Spinor gravity and diffeomorphism invariance on the lattice

TL;DR

This paper develops a lattice formulation of quantum gravity using fermions, maintaining diffeomorphism invariance and local Lorentz symmetry, and explores how spacetime structure emerges dynamically.

Contribution

It introduces a fermion-based lattice functional integral for quantum gravity that preserves diffeomorphism invariance and extends to both Euclidean and Minkowski signatures.

Findings

Diffeomorphism invariance is realized if the action is independent of lattice point positioning.

The formulation maintains local Lorentz symmetry on the lattice.

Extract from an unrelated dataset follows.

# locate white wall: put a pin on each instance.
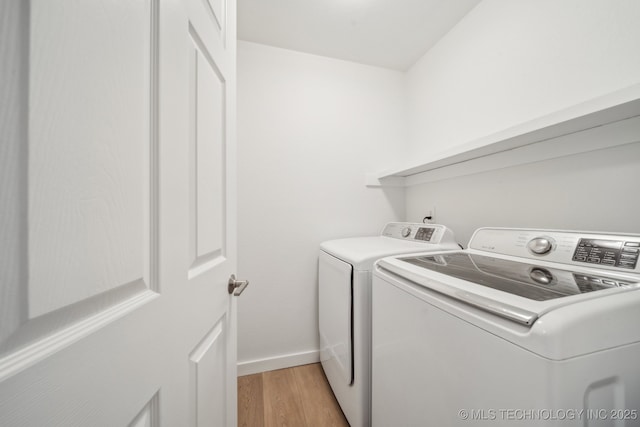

The space-time signature difference emerges dynamically from the metric field's expectation value.

Abstract

The key ingredient for lattice regularized quantum gravity is diffeomorphism symmetry. We formulate a lattice functional integral for quantum gravity in terms of fermions. This allows for a diffeomorphism invariant functional measure and avoids problems of boundedness of the action. We discuss the concept of lattice diffeomorphism invariance. This is realized if the action does not depend on the positioning of abstract lattice points on a continuous manifold. Our formulation of lattice spinor gravity also realizes local Lorentz symmetry. Furthermore, the Lorentz transformations are generalized such that the functional integral describes simultaneously euclidean and Minkowski signature. The difference between space and time arises as a dynamical effect due to the expectation value of a collective metric field. The quantum effective action for the metric is diffeomorphism invariant. Realistic gravity can be obtained if this effective action admits a derivative expansion for long wavelengths.